Em julho de 1951, havia casado com Laurita Serra Pontes. Diplomado em dezembro do mesmo ano pela Faculdade de Filosofia em Geografia e História, Luís Henrique sai em busca de trabalho. Acaba secretário do deputado estadual Carlos Anibal Correia. Por mediação do mesmo parlamentar, consegue um contrato de professor no Colégio Central.

Quando casou-se, constituiu família, encarou a realidade, viu-se diante da necessidade de um trabalho a lhe dar condições de sustentar-se e aos familiares. Professor, a atividade o absorvia de modo intenso. Jornada estafante: entrava no colégio às sete da manhã, saía quando faltavam 15 minutos para a meia-noite. Ao chegar em casa, preparar aulas do dia seguinte, não obstante o cansaço e o horário. Dia seguinte, às sete, no Colégio Central. Vida dura. Início de 1953, presta concurso público. Aprovado com distinção, definitivamente professor. Talvez aqui seja o marco decisivo na existência dele: seria professor e se entregaria inteiramente à História, agora uma paixão, a acompanhá-lo por toda sua longa vida.

Longa e brilhante trajetória acadêmica. Doutor em História por concurso de Livre Docência, com defesa de tese. Pós-doutorado na Universidade de Londres, ocasião em que escreveu o livro Comércio Proibido de Escravos. Professor Emérito da Universidade Federal da Bahia, Doutor Honoris Causa da Universidade do Estado da Bahia. Sócio da Academia Portuguesa de História e do Instituto Histórico e Geográfico Brasileiro. Recebeu da Academia Brasileira de Letras prêmios literários tanto por livros de ficção quanto pela produção acadêmica no campo da História.

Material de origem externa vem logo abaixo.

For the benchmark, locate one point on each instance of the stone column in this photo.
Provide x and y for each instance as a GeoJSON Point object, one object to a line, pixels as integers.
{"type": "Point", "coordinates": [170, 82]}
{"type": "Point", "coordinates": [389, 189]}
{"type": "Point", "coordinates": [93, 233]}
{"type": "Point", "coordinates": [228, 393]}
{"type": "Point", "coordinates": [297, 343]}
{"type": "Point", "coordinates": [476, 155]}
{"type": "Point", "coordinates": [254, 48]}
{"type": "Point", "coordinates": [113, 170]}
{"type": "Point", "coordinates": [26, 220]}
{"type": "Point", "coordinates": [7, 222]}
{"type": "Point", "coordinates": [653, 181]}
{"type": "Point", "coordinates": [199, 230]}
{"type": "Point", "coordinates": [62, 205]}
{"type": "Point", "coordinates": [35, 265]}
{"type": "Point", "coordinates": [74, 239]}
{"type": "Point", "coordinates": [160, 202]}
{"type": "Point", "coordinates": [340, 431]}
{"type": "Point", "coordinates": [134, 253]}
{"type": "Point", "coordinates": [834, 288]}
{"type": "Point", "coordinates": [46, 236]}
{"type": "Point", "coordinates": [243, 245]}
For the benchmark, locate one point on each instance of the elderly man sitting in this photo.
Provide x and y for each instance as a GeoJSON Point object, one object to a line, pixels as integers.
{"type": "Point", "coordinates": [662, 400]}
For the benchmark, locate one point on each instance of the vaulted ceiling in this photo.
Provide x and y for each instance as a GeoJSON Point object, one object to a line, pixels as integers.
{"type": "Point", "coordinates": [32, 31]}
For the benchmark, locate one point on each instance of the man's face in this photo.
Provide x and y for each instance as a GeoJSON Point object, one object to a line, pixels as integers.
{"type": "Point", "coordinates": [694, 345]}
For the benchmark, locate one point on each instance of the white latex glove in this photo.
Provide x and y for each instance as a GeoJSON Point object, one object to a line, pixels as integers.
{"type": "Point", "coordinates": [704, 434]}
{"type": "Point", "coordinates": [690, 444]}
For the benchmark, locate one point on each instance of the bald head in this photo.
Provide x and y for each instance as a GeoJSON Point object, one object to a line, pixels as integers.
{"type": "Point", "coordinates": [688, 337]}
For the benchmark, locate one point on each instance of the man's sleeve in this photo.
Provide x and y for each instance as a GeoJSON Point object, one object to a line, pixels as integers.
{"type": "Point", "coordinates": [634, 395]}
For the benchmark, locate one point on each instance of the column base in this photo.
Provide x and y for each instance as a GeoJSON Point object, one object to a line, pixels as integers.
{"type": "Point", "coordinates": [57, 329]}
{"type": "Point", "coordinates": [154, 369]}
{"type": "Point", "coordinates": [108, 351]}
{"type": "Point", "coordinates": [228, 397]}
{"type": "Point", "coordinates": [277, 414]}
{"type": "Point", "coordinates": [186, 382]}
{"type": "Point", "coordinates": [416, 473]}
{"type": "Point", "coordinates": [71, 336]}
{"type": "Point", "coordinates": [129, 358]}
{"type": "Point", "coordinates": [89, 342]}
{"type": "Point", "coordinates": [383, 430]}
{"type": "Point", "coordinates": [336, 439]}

Agraciado com o título de Cavaleiro da Ordem do 2 de Julho, título outorgado pelo governo do estado da Bahia em 2011. Diretor do Arquivo Público do Estado da Bahia, entre 1959 e 1969, distinguido por ter valorizado a arquivologia, dando foros acadêmicos ao conhecimento arquivístico.

História da Bahia

Um grande legado.

História da Bahia tornou-se imprescindível, e foi, enquanto esteve vivo, uma obra em movimento. A última edição, a 12ª, revista e ampliada, abarca dos primeiros povos indígenas a habitar o território baiano ao governo de João Durval Carneiro, o último governador baiano sob a ditadura. No plano nacional, alcança a promulgação da Constituição de 1988. Comemorava os 60 anos do lançamento do livro, e surgiu em 2019 e me recordo de reunião celebrando o acontecimento na Academia de Letras da Bahia, de que participei.

Todo livro tem história.

O jovem professor Luís Henrique encontra-se casualmente com seu ex-professor do Colégio Central, Luís Monteiro. No Instituto Histórico da Bahia. Ao deparar com o ex-aluno envolto em pesquisas naquele dia, Monteiro fez-lhe apelo: escrever um livro didático sobre a história da Bahia.  Apelo imperativo – assim definido pela professora Consuelo Novais Sampaio. Não se fez de rogado: meteu mãos à obra. A primeira edição surgiu pela Editora Civilização Brasileira, com cento e poucas páginas, já livro primoroso, para ultrapassar atualmente mais de 550 páginas. A ficar para a história, instrumento essencial de alunos, professores, pesquisadores.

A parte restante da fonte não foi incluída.